Возможно, именно с тех пор в душе моей поселился страх.

Тут дело, прямо скажем, в недостатках воспитания. Безотцовщина, ничего не поделаешь. И с детства мне кажется, что я все кого-то предаю, хотя — клянусь вам! — никогда предательством не занимался. Хуже всего, что окружающие читают у меня на лице сатанинское, каиново проклятие за несовершенное зло, подозревают меня во всех смертных грехах и — что уж там скрывать — недолюбливают. Однако я сделал кое-какую карьеру и в свои годы являюсь начальником подотдела специального отдела нашего отделения, имея в подчинении трех сотрудников.

Может быть, кто-то назовет такой штат чрезмерно раздутым, но в нашу задачу входят проверка и досмотр всей районной уличной канализации, а подчиненные мои только и думают, куда бы удрать, как бы правдами и неправдами перевестись на другую работу, и толку от них, как от козла молока. Именно поэтому я сам хорошо знаю, что происходит с бумажными кораблями после того, как они мягко шлепаются на дно канализационного люка.

Вместо своих подчиненных я сам частенько заглядываю туда — только, конечно, изнутри, что в детстве было для меня совершенно недоступно.

Там, внутри, под асфальтом и землей, ничего нет, кроме сырых и темных бетонных коридоров, по стенкам которых сочится вода. Бывает, я прихожу на службу, и тут оказывается, что один мой подчиненный заболел, другой вызван на сессию, а третий просто не явился на работу без объяснения причин. И мне приходится самому, в костюме, ходить, согнувшись, по этим коридорам с ручкой и блокнотом в руках – я заношу в блокнот кое-какие заметки о состоянии канализационной сети: там починить, здесь поправить…

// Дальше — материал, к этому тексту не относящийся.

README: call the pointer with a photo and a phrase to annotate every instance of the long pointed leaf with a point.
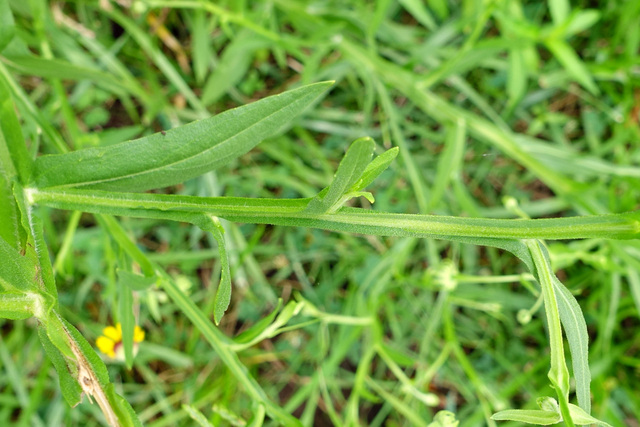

Иногда, если решетка на люке отсутствует, я поднимаюсь по проржавленной лесенке наверх, к людям, и мои голова и плечи в пиджаке и галстуке вдруг появляются над землей, все в грязи, сырой известке и нефтяных разводах. И мы — я и люди — со страхом и удивлением смотрим друг на друга.

А эскадра погибает не на решетке, нет. Бесформенные комки тетрадной — в клеточку — бумаги оседают на огромных фильтрах, разлагаются, превращаясь в компост, и время от времени вывозятся на грузовиках — я даже не знаю, куда.